Comment accélérer la transition de la filière ? Cette dernière devra-t-elle obligatoirement passer par une évolution légale ?
Sur le principe, je pense que tous les acteurs sont d'accord pour réduire leur empreinte environnementale et développer une filière plus vertueuse. En revanche, sans évolution juridique ou légale, on ne pourra pas aller plus loin.

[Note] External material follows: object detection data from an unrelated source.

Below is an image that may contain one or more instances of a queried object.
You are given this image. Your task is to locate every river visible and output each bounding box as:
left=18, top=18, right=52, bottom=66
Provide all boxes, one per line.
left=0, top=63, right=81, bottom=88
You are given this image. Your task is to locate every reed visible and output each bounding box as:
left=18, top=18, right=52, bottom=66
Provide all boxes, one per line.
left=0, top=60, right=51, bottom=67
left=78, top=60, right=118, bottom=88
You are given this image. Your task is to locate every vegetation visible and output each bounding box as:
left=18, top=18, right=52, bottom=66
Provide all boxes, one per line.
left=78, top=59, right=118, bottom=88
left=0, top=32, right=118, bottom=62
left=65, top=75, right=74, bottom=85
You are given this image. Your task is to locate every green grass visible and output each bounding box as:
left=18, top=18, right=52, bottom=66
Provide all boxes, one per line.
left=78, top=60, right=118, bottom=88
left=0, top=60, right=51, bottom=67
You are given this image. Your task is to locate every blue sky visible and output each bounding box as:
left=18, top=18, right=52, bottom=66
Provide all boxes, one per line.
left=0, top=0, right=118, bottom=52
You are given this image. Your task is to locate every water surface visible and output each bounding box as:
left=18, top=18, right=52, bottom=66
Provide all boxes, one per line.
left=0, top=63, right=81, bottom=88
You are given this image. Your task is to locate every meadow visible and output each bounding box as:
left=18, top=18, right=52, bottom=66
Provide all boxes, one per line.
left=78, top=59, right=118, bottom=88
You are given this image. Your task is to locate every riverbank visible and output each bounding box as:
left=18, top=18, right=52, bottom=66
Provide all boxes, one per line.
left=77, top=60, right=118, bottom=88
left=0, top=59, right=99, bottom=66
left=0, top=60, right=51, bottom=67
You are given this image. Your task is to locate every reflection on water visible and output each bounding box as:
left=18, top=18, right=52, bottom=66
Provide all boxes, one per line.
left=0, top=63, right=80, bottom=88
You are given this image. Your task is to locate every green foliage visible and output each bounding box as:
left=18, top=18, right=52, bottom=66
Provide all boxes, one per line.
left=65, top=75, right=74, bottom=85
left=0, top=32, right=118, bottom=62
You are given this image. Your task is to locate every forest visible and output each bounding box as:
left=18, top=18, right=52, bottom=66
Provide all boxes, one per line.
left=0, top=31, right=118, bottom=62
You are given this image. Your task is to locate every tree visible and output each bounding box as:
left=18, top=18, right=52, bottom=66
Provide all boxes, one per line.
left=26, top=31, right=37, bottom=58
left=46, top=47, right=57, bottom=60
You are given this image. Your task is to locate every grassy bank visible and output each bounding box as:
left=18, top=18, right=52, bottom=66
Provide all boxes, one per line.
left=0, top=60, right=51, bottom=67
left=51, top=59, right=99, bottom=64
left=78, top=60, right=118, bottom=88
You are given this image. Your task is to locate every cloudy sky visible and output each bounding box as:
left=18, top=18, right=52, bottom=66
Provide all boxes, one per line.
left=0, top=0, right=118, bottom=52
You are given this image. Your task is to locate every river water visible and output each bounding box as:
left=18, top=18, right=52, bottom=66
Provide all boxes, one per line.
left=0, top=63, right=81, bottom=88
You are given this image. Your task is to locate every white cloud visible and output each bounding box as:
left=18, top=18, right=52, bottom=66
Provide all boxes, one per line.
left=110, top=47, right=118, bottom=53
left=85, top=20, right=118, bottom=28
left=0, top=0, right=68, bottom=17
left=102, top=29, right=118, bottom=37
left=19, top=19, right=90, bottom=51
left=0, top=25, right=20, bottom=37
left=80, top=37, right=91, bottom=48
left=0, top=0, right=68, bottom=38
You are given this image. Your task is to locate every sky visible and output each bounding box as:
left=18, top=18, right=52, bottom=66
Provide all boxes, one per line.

On ne peut pas compter uniquement sur la bonne volonté des entreprises. Ce n’est pas un simple plafond de verre, c’est du plomb ! Il faut une impulsion qui vienne d’en haut, au moins pour faire passer le message. Cela ne doit pas forcément être punitif, au contraire, je pense que c'est en récompensant les efforts faits par les entreprises et en leur accordant des "bonus" que l'on fera avancer les choses... Ce qui est certain : il faut que l'événementiel évolue car, pour l'heure, il est le "trou dans la raquette" de la RSE en entreprise. Il y a encore un gros écart entre les paroles et les actes.